L’alone di incertezza sulla proroga dello stato di emergenza acuisce ansie nelle famiglie con bambini e ragazzi con disabilità.

 

Tutte loro si interrogano ogni giorno sugli scenari possibili a settembre, con l’avvio della scuola, con classi da formare, luoghi adeguati ancora da individuare e, infine, una didattica a distanza che ha evidenziato nella sua prima sperimentazione molte criticità. Il rapporto AGCOM, recentemente pubblicato, ha evidenziato le criticità di una DAD “sperimentale” e le difficoltà nel coinvolgere gli studenti con disabilità (uno su tre è stato escluso dalla DAD).

 

Senza docenti di sostegno, senza assistenti e senza punti di riferimento molti studenti con autismo hanno potuto contare esclusivamente sui genitori per seguire le lezioni a distanza, spesso con strumenti inadeguati e con difficoltà di vario genere (connessioni lente, spazi casalinghi insufficienti, genitori impegnati al lavoro). Unica risposta l’assistenza scolastica a domicilio, seppur autorizzata dal Ministero, è arrivata molto tardi con complicazioni burocratiche inaccettabili per un periodo di emergenza. Di fatto, solo pochi studenti ne hanno beneficiato e solo per la parte finale dell’anno scolastico. Mercoledì 15 luglio, partendo dalle esperienze dirette, segnaleremo alla Regione Abruzzo e al sistema scolastico proposte concrete per una DAD inclusiva e accessibile. Un momento di confronto costruttivo con le Istituzioni, chiamate a dare risposte straordinarie in una fase di assoluta incertezza.

 

Autismo Abruzzo onlus, grazie al supporto dei docenti Patrizia Dundee e Claudio Di Cesare (Gilda), proverà anche ad esporre soluzioni tecniche in grado di agevolare la scuola nella relazione con gli studenti.
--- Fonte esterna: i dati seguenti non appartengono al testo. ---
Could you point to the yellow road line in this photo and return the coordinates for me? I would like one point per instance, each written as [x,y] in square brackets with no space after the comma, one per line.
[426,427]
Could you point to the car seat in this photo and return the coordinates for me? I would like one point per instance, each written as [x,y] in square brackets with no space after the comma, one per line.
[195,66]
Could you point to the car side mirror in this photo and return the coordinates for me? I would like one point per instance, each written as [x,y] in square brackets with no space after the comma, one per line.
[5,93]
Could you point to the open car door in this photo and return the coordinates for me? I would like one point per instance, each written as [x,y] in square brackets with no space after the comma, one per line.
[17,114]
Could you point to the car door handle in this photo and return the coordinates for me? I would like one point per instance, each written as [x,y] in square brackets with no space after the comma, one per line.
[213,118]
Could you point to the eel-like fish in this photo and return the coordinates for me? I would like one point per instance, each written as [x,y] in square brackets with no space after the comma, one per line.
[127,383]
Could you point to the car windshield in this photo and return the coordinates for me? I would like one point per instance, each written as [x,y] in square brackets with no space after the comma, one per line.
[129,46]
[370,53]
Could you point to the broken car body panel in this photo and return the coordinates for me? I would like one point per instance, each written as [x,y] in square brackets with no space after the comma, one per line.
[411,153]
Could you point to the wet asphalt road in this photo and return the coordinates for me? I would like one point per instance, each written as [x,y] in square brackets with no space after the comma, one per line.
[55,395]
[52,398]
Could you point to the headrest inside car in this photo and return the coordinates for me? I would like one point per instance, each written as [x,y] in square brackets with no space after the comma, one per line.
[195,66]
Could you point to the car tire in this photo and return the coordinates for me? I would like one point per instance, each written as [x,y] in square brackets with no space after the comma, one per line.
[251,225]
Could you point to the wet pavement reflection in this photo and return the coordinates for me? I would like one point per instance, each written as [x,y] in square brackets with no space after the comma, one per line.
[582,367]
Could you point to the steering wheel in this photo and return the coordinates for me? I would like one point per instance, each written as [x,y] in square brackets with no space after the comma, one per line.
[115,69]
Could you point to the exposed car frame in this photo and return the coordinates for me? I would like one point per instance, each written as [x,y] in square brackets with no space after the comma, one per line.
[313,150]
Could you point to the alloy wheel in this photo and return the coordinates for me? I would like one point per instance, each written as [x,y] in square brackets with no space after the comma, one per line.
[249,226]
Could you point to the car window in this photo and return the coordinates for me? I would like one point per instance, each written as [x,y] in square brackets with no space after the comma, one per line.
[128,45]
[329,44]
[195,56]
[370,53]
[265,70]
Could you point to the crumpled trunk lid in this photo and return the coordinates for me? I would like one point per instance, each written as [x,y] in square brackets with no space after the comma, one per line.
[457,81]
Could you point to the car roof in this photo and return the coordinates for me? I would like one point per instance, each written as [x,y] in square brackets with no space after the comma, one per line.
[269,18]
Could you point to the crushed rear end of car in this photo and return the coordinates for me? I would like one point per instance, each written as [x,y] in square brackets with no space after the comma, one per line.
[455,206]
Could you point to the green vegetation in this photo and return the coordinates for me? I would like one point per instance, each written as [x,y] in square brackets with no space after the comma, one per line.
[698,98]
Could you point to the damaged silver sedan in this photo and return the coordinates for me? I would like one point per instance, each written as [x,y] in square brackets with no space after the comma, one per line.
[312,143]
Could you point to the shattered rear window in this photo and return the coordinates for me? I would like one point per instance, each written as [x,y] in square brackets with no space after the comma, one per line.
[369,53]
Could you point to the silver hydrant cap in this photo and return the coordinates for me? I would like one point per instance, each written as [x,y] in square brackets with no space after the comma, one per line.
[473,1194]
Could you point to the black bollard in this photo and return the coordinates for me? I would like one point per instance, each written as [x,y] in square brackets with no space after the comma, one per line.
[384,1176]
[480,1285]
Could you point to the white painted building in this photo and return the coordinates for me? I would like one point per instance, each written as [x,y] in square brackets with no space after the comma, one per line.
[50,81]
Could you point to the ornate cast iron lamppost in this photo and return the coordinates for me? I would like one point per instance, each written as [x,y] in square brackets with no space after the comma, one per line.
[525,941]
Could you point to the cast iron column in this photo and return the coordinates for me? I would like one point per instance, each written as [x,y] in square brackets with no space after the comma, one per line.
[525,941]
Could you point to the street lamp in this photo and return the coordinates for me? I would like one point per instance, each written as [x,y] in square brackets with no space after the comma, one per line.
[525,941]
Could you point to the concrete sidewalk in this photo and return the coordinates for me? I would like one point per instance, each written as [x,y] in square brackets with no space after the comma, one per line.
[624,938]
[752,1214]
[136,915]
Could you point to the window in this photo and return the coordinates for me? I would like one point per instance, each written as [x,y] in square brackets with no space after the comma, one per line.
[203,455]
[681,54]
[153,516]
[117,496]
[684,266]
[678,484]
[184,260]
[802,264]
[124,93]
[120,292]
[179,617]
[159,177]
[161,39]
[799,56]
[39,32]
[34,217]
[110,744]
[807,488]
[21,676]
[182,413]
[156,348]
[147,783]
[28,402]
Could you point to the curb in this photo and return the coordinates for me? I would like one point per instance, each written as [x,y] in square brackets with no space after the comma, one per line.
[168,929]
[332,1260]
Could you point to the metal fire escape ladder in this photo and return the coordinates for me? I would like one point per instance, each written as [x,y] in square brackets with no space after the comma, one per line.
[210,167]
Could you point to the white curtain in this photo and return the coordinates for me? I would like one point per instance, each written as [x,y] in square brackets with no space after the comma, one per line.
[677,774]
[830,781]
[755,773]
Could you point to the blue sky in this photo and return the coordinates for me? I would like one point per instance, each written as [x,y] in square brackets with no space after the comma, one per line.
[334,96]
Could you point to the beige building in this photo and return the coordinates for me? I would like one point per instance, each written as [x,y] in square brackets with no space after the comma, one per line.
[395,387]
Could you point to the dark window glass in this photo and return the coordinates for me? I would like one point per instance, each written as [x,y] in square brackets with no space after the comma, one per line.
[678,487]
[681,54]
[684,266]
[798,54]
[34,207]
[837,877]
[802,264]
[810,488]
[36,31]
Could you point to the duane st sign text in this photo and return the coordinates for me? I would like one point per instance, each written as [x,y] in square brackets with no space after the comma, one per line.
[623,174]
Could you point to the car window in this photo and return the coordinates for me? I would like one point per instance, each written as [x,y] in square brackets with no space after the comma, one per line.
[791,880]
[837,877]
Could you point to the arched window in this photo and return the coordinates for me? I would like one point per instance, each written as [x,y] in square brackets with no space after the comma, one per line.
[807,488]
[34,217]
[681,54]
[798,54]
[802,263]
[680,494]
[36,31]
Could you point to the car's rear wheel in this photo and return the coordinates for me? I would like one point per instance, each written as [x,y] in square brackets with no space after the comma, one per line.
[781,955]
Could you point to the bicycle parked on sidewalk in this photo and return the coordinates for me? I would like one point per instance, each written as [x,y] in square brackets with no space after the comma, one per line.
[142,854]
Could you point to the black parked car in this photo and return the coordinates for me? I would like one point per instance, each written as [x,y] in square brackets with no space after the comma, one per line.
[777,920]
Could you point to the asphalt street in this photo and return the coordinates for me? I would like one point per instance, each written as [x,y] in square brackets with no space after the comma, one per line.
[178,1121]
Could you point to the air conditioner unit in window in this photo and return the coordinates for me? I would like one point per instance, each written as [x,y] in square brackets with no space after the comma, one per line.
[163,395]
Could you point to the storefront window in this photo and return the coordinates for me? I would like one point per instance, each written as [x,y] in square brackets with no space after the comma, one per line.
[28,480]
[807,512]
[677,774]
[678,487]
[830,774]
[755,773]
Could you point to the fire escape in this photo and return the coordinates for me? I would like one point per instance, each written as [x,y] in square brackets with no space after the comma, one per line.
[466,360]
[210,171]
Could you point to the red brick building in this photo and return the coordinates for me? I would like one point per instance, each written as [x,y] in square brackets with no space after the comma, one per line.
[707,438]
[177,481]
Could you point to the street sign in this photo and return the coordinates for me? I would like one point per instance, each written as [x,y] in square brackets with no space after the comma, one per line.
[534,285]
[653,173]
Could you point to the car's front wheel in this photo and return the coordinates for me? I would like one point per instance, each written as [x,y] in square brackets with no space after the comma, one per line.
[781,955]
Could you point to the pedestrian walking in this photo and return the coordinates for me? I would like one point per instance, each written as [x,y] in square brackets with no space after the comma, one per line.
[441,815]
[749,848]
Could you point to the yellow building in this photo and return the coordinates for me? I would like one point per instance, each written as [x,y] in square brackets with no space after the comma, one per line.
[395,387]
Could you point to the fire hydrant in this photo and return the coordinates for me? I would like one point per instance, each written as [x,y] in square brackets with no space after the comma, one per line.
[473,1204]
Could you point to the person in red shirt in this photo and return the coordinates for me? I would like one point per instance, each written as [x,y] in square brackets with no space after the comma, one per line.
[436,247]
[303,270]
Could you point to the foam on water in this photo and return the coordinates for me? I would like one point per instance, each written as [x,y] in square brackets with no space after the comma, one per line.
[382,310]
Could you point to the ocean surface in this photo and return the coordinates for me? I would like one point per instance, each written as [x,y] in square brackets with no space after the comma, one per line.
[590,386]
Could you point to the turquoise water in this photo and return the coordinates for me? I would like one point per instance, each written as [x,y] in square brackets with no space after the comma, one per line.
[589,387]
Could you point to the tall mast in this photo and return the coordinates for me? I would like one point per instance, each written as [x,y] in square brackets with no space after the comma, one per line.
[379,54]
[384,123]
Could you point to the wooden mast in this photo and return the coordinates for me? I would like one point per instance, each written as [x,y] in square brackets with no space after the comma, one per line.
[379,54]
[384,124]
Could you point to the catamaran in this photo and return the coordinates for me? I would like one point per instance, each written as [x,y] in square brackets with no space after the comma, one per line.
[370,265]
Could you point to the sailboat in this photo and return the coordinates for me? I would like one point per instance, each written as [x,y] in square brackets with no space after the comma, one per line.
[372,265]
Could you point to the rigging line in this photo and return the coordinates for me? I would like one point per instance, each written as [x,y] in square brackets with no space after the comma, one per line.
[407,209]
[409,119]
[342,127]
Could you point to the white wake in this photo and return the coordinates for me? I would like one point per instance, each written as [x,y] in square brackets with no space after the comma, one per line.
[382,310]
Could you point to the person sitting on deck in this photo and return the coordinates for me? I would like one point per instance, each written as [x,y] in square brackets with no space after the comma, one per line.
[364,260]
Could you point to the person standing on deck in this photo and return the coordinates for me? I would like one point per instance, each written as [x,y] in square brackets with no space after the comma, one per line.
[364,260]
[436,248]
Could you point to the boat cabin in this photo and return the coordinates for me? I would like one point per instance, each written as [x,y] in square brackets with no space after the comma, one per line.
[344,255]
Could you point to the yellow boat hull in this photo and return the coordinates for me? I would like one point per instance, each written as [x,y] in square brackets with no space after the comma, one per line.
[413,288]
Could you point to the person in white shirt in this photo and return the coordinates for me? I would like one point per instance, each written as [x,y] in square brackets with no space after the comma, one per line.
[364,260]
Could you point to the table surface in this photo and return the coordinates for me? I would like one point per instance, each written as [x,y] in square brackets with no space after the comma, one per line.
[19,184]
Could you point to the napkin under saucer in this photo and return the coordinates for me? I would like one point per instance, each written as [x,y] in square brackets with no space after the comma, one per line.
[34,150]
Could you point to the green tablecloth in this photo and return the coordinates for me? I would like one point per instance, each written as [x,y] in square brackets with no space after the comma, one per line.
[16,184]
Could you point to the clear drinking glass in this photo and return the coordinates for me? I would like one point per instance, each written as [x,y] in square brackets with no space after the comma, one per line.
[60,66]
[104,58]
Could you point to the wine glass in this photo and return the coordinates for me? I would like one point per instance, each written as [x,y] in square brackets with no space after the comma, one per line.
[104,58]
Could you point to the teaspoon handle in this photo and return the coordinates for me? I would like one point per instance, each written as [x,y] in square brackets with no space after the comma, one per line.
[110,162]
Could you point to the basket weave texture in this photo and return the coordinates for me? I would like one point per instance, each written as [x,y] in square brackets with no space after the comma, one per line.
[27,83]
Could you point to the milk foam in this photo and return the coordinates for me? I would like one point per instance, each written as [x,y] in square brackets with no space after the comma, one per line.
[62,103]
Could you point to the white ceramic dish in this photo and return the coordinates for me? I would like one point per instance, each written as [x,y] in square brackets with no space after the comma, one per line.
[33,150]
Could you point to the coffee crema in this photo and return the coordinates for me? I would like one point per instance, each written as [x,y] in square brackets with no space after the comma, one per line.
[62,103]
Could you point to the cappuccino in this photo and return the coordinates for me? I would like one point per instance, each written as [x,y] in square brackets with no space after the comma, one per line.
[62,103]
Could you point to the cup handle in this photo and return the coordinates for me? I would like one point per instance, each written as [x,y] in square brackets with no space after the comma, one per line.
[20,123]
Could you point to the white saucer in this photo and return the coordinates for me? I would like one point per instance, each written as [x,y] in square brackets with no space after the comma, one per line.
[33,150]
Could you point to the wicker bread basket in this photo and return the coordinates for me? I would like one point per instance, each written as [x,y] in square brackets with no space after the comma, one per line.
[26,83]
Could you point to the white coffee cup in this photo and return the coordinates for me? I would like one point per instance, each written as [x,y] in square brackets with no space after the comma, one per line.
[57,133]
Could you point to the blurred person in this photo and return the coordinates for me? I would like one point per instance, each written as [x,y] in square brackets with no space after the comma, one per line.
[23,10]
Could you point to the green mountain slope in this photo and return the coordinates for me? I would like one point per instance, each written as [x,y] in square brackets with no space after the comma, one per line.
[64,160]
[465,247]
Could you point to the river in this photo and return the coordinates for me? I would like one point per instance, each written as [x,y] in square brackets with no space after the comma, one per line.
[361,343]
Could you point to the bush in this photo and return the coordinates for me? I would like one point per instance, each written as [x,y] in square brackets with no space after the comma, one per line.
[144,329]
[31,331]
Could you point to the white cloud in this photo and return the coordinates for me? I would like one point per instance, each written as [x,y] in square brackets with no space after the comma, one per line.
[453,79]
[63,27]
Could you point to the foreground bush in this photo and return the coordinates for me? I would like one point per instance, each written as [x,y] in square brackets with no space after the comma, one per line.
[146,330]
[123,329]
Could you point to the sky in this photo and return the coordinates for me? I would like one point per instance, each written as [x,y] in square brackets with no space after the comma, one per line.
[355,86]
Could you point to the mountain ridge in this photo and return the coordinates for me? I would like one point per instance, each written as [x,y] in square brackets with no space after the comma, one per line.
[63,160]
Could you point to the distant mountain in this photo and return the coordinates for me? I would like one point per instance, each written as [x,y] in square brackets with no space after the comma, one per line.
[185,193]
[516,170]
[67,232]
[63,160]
Oltre ai referenti istituzionali del sistema scolastico, saranno presenti all’incontro il Dott. Massimo Carboni e il Prof. Enzo Valente, referenti del Consortium GARR, organismo qualificato nella realizzazione e gestione di reti per la ricerca e per le istituzioni pubbliche. Il nuovo anno scolastico dovrà essere inclusivo per i nostri ragazzi e allo stesso tempo costruire quel “ponte” tra la scuola e la vita di tutti i giorni. Un “ponte” tra presente e futuro, tra la scuola e il “durante e dopo di noi”.